PoWは新しいブロックを作成するために莫大な計算リソースを使用します。この計算にはASICと呼ばれる専用のチップセットが用いられ、その使用電力があまりにも膨大なため、社会問題になるかもしれません。

PoSでも計算が必要となりますが、PoWと比べると圧倒的に少ないコストでブロックを作ることができ、環境にやさしいコンセンサスアルゴリズムだとされています。

またコインの保有枚数が多いほど、ブロックが承認される確率が上がるという仕組み上、51%攻撃が仕掛けにくいというメリットがあります。

PoSの脆弱性

そんなPoWの弱点を改善したPoSですが、やはり脆弱性があります。

PoSの脆弱性をまとめていきます。

Nothing at Stake問題

Nothing at Stake問題とは、ノーリスクで不正なブロックを生成しようとすることができてしまう問題です。

PoWと比べ、ブロック生成にあまりコストがかからないPoSは簡単にブロックを生成できてしまいます。

電気代も計算に必要なチップセットも必要ないため、攻撃者はローコストで不正なブロックを生成する試みを行うことができます。

またPoWではメインチェーンの後ろにブロックを生成して初めて報酬がもらえるため、チェーンは収束していこうとする力が働きますが、PoSではブロック生成にコストがかからないため、チェーンが分岐した場合、両方のチェーンを伸ばそうとする力が働きます。

なぜなら、2つのチェーンにどんどん新規ブロックをキャストしたほうが、報酬がもらえる確率が上がるからです。

このようなことができるのも、ブロック生成にコストがかからないためです。

富の集中化

PoSではステーク(掛け金)が多いほど、ブロックが承認される確率が高くなるという仕様です。

コインを多く集められるお金持ちが(ブロックが承認される確率が高いので)どんどんお金持ちになり、そこにコインがとどまってしまうという懸念があります。

リップルのコンセンサスアルゴリズム

次にリップルのコンセンサスアルゴリズムを説明していきます。

PoWやPoSではマイナーやバリデータよばれる取引の承認者がいました。

この取引の承認者には、計算能力や掛け金があればだれでもなることができます。

XRP ledgerの承認者(バリデーター)にはリップル社に選出されたものしか(現在は)なることができません。

バリデーターは取引が正常かどうか、多数決で判断します。80%以上の承認が得られた取引のみが、XRP ledgerの台帳に記され、この時点で完全に取引は完了します。
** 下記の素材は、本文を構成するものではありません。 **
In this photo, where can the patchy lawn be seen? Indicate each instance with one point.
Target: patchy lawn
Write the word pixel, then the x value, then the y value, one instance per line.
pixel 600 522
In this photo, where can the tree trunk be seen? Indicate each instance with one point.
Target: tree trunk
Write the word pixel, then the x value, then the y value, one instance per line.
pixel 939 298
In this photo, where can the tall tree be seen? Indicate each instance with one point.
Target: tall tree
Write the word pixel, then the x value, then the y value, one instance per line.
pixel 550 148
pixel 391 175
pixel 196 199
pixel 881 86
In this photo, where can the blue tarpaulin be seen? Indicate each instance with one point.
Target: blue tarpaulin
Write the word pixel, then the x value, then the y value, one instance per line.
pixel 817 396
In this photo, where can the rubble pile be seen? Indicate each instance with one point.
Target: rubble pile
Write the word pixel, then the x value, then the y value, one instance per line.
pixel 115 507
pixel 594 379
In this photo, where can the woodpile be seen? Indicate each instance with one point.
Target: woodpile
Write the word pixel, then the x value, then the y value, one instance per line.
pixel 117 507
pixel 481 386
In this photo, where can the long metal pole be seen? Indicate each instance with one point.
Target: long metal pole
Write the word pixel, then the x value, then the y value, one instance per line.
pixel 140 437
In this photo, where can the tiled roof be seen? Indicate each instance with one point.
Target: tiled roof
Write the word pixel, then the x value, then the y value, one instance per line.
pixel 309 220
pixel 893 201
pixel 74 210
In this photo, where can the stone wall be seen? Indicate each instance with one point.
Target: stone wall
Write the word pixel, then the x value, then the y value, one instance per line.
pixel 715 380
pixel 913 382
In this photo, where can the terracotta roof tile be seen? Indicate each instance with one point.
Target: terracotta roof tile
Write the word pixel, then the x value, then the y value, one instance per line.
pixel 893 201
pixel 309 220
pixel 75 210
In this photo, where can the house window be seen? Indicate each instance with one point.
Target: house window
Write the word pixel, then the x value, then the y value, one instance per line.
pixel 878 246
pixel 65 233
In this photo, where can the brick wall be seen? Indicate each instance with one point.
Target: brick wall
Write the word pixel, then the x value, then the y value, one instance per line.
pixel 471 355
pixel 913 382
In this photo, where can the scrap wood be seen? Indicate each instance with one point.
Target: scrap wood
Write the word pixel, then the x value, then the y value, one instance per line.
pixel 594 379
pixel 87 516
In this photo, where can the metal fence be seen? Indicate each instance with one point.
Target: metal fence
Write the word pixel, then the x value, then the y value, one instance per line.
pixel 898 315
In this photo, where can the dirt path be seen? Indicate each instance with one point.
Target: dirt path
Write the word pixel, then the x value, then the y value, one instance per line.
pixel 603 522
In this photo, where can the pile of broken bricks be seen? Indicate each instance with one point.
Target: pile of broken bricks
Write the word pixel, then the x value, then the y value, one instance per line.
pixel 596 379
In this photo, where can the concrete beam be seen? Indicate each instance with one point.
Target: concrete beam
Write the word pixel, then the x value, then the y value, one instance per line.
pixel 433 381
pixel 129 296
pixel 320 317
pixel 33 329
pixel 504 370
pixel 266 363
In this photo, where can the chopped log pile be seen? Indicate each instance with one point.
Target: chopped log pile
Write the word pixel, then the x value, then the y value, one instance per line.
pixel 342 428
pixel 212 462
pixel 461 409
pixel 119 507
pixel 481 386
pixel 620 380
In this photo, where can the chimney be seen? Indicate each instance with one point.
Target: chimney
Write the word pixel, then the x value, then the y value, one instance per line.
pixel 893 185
(完全なファイナリティが得られます)

PoWやPoSと比べ、非常に速い速度で承認することができるという特徴があります。

マイナーやPoSのバリデータは、報酬を得るためにネットワークを維持しますが、XRP ledgerのバリデーターは、ネットワークを使うことにより恩恵を受ける企業が、その恩恵を維持するためにネットワークを維持するという仕組みをとっているため、報酬は支払われないという特徴もあります。

先ほど(現在は)と書きましたが、バリデーターになるためのプログラムは誰でも動かすことができ、ノードとして稼働できますが、承認されたバリデーターが持っているリストに載っていないノードは承認作業に加わることができません。

現在はリップル社が配ったリストをそのままつかっているバリデーターのみなので、新しいノードはバリデーターとなることができないというわけです。

XRP Consensusの脆弱性

高速でファイナリティがあるXRP Consensusですが、脆弱性もあります。

RippleNetのユーザーはバリデーターは不正をしないという信用をして、システムを使わなければならないという点。

この脆弱性をなくすために、バリデーターの数を増やすとともに、現在ではリップル社が配ったリストに載っているバリデーターしか承認作業ができないため、リップル社が選出したバリデーター以外をリストに加える必要があります。

コンセンサスアルゴリズムまとめ

PoWやPoS、XRP Consensusなど、仮想通貨の取引承認アルゴリズムには様々な方法、脆弱性があることをまとめました。

その取引が何を目的にしているかによって、合っている承認方法の仮想通貨を採用していく流れになるのではないか、と思います。

例えば、銀行業務などはファイナリティが確実じゃないと絶対ダメ(2日後に振り込みがなかったことにされた。なんてあってはいけないのです。)なんで、PoWとかPoS等、Reorgが起こりえる承認方法は採用しにくいわけです。

それぞれの取引に適切に対応した通貨が生き残っていくんじゃないかと考えています。